O que preocupa os governadores neste momento é a compra de vacinas, que está centralizada no Ministério da Saúde e tem um fornecimento lento, restrito a poucos fornecedores e inconstante. Na quinta-feira, 14 governadores enviaram uma carta a Bolsonaro pedindo providências para aquisição de mais doses. No texto, eles argumentam estarem “no limite de suas forças e possibilidades” e que “nas próximas semanas, talvez meses, a pandemia seguirá ceifando vidas, ameaçando, desafiando e entristecendo todos nós”.
Alguns líderes estaduais se preparam para buscar fontes alternativas. Um deles é o governador de São Paulo, João Doria, que já impôs uma derrota ao presidente ao trazer a Coronavac ao país por meio de uma parceria com o Instituto Butantan. Bolsonaro inicialmente havia dito que não compraria o imunizante, mas depois cedeu e o Ministério da Saúde adquiriu toda a produção da vacina pelo Butantan. Na terça-feira (02/03), em reunião virtual com 617 prefeitos do estado de São Paulo, Doria prometeu ir além da Coronavac e comprar 20 milhões de doses da vacina da Pfizer/Biontech e já aprovada pela Anvisa, e outras 20 milhões de doses do imunizante russo Sputnik V, ainda não liberado pela agência, para serem aplicadas em moradores de São Paulo.

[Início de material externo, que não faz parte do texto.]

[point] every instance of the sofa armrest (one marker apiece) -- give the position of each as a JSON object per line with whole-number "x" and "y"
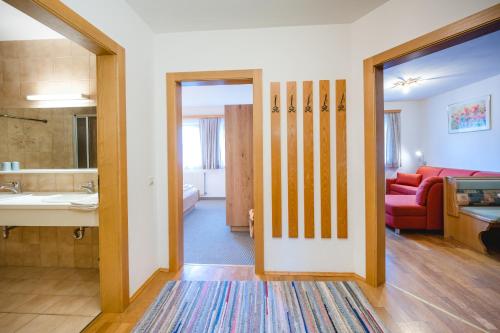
{"x": 388, "y": 182}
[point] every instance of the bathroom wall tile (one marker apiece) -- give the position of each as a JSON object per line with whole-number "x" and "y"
{"x": 11, "y": 69}
{"x": 62, "y": 69}
{"x": 46, "y": 182}
{"x": 83, "y": 255}
{"x": 31, "y": 255}
{"x": 11, "y": 89}
{"x": 64, "y": 182}
{"x": 61, "y": 48}
{"x": 77, "y": 50}
{"x": 31, "y": 235}
{"x": 80, "y": 67}
{"x": 29, "y": 182}
{"x": 48, "y": 247}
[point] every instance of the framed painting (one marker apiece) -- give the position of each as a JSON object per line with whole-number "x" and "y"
{"x": 470, "y": 115}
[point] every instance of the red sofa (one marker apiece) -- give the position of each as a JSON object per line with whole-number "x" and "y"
{"x": 421, "y": 207}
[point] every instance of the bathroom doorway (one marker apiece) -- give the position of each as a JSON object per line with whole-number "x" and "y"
{"x": 217, "y": 173}
{"x": 175, "y": 82}
{"x": 111, "y": 180}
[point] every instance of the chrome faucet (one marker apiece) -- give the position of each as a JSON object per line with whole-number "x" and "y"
{"x": 14, "y": 187}
{"x": 89, "y": 187}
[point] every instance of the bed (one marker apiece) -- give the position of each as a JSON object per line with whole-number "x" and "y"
{"x": 191, "y": 195}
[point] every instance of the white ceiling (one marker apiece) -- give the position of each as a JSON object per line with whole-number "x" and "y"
{"x": 15, "y": 25}
{"x": 446, "y": 70}
{"x": 198, "y": 15}
{"x": 210, "y": 96}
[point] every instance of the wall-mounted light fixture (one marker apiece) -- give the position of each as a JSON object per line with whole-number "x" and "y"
{"x": 405, "y": 84}
{"x": 420, "y": 156}
{"x": 57, "y": 97}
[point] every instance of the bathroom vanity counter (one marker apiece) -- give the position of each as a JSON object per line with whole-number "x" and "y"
{"x": 49, "y": 209}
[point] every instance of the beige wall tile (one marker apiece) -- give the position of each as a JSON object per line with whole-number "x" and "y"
{"x": 64, "y": 182}
{"x": 46, "y": 182}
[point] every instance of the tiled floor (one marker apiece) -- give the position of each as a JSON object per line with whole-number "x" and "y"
{"x": 39, "y": 299}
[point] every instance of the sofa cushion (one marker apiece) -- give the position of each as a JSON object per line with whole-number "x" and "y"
{"x": 402, "y": 189}
{"x": 403, "y": 205}
{"x": 456, "y": 173}
{"x": 411, "y": 179}
{"x": 424, "y": 188}
{"x": 486, "y": 174}
{"x": 427, "y": 171}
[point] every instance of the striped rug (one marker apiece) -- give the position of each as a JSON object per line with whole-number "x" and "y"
{"x": 260, "y": 306}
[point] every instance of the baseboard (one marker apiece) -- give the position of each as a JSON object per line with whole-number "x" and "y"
{"x": 340, "y": 275}
{"x": 212, "y": 198}
{"x": 147, "y": 283}
{"x": 240, "y": 228}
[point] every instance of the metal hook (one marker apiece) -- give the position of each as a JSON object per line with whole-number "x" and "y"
{"x": 308, "y": 106}
{"x": 275, "y": 107}
{"x": 341, "y": 106}
{"x": 324, "y": 107}
{"x": 291, "y": 108}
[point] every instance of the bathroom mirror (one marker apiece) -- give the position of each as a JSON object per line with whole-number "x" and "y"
{"x": 47, "y": 105}
{"x": 49, "y": 138}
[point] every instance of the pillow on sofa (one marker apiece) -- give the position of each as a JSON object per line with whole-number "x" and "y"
{"x": 424, "y": 188}
{"x": 410, "y": 179}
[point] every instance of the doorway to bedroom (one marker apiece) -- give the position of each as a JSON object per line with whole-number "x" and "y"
{"x": 217, "y": 168}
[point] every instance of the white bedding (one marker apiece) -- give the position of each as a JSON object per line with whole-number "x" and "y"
{"x": 191, "y": 195}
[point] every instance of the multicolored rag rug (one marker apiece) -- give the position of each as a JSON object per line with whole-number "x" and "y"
{"x": 260, "y": 306}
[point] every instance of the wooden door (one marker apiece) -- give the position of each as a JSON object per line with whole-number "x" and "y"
{"x": 239, "y": 164}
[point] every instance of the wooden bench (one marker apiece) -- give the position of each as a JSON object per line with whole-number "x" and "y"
{"x": 475, "y": 227}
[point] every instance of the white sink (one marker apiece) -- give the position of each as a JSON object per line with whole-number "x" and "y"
{"x": 80, "y": 198}
{"x": 49, "y": 209}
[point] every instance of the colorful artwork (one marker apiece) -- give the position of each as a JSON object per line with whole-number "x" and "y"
{"x": 469, "y": 116}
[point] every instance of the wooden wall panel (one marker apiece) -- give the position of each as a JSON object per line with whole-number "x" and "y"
{"x": 239, "y": 166}
{"x": 341, "y": 158}
{"x": 307, "y": 107}
{"x": 276, "y": 158}
{"x": 324, "y": 124}
{"x": 291, "y": 94}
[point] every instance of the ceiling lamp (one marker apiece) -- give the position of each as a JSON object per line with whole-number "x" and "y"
{"x": 406, "y": 84}
{"x": 57, "y": 97}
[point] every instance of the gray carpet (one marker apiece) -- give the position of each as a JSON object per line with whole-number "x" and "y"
{"x": 208, "y": 240}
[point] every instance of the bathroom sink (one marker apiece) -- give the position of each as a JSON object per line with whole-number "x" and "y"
{"x": 49, "y": 209}
{"x": 8, "y": 196}
{"x": 79, "y": 198}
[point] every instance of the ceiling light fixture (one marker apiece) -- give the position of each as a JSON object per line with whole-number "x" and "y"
{"x": 57, "y": 97}
{"x": 405, "y": 84}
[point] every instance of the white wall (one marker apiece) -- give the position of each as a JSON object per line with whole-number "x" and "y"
{"x": 313, "y": 53}
{"x": 472, "y": 150}
{"x": 391, "y": 24}
{"x": 120, "y": 22}
{"x": 412, "y": 133}
{"x": 298, "y": 53}
{"x": 215, "y": 182}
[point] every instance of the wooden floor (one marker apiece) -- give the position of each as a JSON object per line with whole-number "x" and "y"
{"x": 47, "y": 299}
{"x": 432, "y": 286}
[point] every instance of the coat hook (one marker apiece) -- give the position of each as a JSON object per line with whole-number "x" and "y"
{"x": 324, "y": 108}
{"x": 291, "y": 108}
{"x": 275, "y": 107}
{"x": 308, "y": 106}
{"x": 341, "y": 106}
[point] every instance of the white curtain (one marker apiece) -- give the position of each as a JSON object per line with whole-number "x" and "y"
{"x": 191, "y": 144}
{"x": 211, "y": 143}
{"x": 392, "y": 128}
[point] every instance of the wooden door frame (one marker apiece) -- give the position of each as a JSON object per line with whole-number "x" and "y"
{"x": 174, "y": 153}
{"x": 468, "y": 28}
{"x": 111, "y": 142}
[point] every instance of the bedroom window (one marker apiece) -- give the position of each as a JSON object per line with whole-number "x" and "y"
{"x": 191, "y": 144}
{"x": 192, "y": 149}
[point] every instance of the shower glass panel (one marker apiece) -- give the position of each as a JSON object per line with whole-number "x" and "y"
{"x": 85, "y": 141}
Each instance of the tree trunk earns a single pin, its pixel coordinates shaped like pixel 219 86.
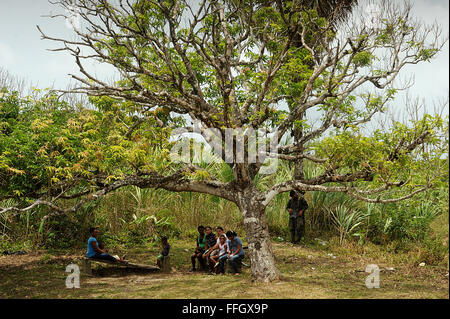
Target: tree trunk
pixel 298 164
pixel 259 244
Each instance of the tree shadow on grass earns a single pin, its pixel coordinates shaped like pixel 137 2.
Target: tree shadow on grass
pixel 120 272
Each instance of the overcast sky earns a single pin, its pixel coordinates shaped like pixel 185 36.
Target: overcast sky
pixel 24 54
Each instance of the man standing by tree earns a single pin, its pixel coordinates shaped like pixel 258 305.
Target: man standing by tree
pixel 296 207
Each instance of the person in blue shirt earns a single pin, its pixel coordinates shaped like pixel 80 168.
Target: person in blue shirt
pixel 235 253
pixel 95 252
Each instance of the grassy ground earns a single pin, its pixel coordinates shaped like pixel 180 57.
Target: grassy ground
pixel 310 271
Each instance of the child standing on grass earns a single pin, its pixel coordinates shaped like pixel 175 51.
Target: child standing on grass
pixel 164 252
pixel 200 249
pixel 214 260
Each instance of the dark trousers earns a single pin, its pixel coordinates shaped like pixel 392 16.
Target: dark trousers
pixel 297 228
pixel 104 257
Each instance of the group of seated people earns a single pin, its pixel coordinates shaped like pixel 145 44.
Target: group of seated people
pixel 212 252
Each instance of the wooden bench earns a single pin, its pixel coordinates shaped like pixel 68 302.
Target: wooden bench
pixel 88 270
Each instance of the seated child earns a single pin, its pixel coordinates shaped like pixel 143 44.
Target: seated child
pixel 97 251
pixel 210 246
pixel 215 259
pixel 164 252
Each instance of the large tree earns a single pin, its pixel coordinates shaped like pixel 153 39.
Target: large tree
pixel 237 64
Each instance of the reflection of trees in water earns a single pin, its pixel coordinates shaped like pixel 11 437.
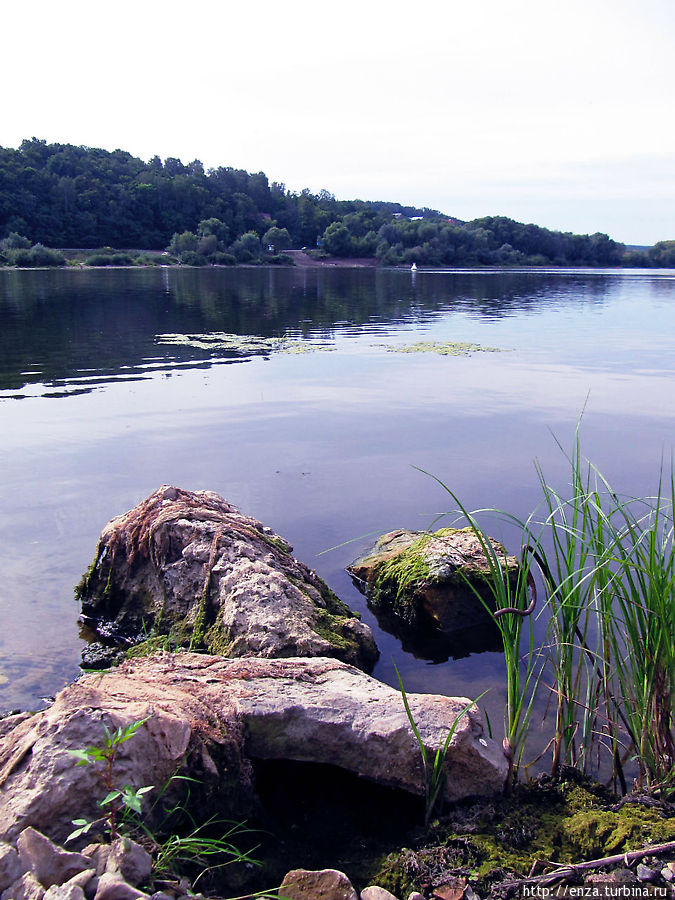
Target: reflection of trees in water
pixel 59 324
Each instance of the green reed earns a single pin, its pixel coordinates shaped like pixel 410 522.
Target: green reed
pixel 513 597
pixel 607 565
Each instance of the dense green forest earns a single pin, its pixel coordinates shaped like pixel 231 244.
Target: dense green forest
pixel 61 195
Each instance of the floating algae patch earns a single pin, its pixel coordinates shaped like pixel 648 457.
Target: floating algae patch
pixel 442 348
pixel 244 344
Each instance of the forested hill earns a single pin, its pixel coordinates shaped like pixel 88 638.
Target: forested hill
pixel 62 195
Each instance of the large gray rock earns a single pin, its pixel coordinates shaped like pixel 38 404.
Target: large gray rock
pixel 209 716
pixel 190 565
pixel 434 579
pixel 25 888
pixel 50 864
pixel 11 866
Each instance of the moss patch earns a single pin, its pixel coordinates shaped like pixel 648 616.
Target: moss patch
pixel 398 579
pixel 565 821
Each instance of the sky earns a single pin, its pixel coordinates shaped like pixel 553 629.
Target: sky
pixel 558 113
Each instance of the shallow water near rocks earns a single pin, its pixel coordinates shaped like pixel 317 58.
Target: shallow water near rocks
pixel 325 447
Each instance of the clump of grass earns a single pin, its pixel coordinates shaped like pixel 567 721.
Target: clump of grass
pixel 607 565
pixel 434 769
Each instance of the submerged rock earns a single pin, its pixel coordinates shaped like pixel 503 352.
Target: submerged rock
pixel 438 581
pixel 209 717
pixel 187 569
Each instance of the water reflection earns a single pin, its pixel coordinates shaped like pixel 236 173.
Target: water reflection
pixel 321 446
pixel 60 324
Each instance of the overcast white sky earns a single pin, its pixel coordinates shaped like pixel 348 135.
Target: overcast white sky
pixel 560 113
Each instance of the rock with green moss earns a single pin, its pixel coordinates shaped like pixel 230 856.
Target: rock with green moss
pixel 187 569
pixel 568 820
pixel 438 579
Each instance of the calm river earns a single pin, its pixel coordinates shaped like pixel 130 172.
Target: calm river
pixel 323 445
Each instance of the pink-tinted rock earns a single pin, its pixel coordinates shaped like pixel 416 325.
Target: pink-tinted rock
pixel 324 884
pixel 50 864
pixel 25 888
pixel 191 564
pixel 208 716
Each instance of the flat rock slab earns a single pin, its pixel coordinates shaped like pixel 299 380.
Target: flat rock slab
pixel 210 716
pixel 188 569
pixel 438 579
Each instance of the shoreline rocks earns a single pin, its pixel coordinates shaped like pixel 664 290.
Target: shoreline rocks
pixel 187 569
pixel 209 717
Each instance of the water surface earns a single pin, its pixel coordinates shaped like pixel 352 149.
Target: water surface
pixel 324 446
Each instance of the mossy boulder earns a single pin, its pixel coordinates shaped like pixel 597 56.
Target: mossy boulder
pixel 187 569
pixel 438 580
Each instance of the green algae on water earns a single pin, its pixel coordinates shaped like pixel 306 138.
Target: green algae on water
pixel 244 344
pixel 441 348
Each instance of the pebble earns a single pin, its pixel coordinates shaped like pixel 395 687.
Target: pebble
pixel 644 873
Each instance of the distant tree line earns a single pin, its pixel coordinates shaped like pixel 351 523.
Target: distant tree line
pixel 61 195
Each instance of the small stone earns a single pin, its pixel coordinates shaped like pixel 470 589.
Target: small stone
pixel 111 886
pixel 10 865
pixel 66 891
pixel 376 893
pixel 26 888
pixel 130 860
pixel 644 873
pixel 324 884
pixel 668 872
pixel 451 890
pixel 617 876
pixel 98 853
pixel 50 864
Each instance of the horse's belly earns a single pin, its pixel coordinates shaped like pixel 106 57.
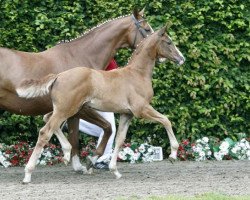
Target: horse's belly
pixel 108 106
pixel 14 104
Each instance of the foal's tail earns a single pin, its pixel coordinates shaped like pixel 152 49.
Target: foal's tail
pixel 34 88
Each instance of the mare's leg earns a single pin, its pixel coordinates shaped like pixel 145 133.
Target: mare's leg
pixel 44 136
pixel 125 119
pixel 148 112
pixel 66 146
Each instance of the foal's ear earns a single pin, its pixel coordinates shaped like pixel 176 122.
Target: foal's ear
pixel 136 13
pixel 162 31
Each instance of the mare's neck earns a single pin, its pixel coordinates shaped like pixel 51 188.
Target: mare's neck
pixel 143 60
pixel 96 48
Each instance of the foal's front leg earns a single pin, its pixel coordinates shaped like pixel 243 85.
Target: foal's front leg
pixel 66 146
pixel 125 119
pixel 73 127
pixel 148 112
pixel 44 136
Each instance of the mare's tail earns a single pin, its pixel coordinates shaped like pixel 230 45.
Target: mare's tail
pixel 34 88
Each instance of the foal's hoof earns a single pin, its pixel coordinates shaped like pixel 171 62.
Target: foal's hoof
pixel 89 163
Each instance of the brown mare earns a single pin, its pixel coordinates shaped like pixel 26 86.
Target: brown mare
pixel 94 49
pixel 129 94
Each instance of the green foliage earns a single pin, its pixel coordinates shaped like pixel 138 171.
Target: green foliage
pixel 207 96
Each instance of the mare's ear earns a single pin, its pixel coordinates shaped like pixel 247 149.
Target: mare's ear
pixel 162 31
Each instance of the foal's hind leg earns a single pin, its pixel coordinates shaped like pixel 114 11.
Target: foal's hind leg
pixel 66 146
pixel 93 117
pixel 125 119
pixel 148 112
pixel 44 136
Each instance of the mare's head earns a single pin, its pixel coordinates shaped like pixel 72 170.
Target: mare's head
pixel 166 48
pixel 139 28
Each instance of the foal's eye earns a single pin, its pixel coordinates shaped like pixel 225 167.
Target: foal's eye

Outros governadores também negociam a compra direta de vacinas. No final de fevereiro, a Assembleia Legislativa do Rio Grande do Sul aprovou o remanejamento de verbas para comprar vacinas e o governo local negocia a compra de doses da Pfizer e da Sputnik V. Há iniciativas semelhantes no Espírito Santo e em Santa Catarina, entre outros estados.
O Consórcio Nordeste, composto por nove governadores da região, tem um pré-contrato para comprar 50 milhões de doses da Sputnik V, e entrou com ação no Supremo para poder adquirir e aplicar o imunizante sem a necessidade de aprovação da Anvisa, ainda não julgada pela Corte.
Na sexta-feira, governadores do Consórcio da Amazônia, composto por nove estados, reuniram-se com o embaixador dos Estados Unidos no Brasil, Todd Chapman, para pedir ajuda aos norte-americanos para viabilizar a compra de 10 milhões de doses de vacinas para os moradores da região.
Os municípios têm menos capacidade financeira para negociar a aquisição de imunizantes com os laboratórios, mas também entraram no circuito. A Frente Nacional de Prefeitos lidera um consórcio de cidades para comprar vacinas, que já tem mais de 100 municípios participantes. E a Confederação Nacional dos Municípios divulgou nota na quinta-feira na qual defende que, na ausência de liderança do governo federal, estados e municípios passem a comprar vacinas.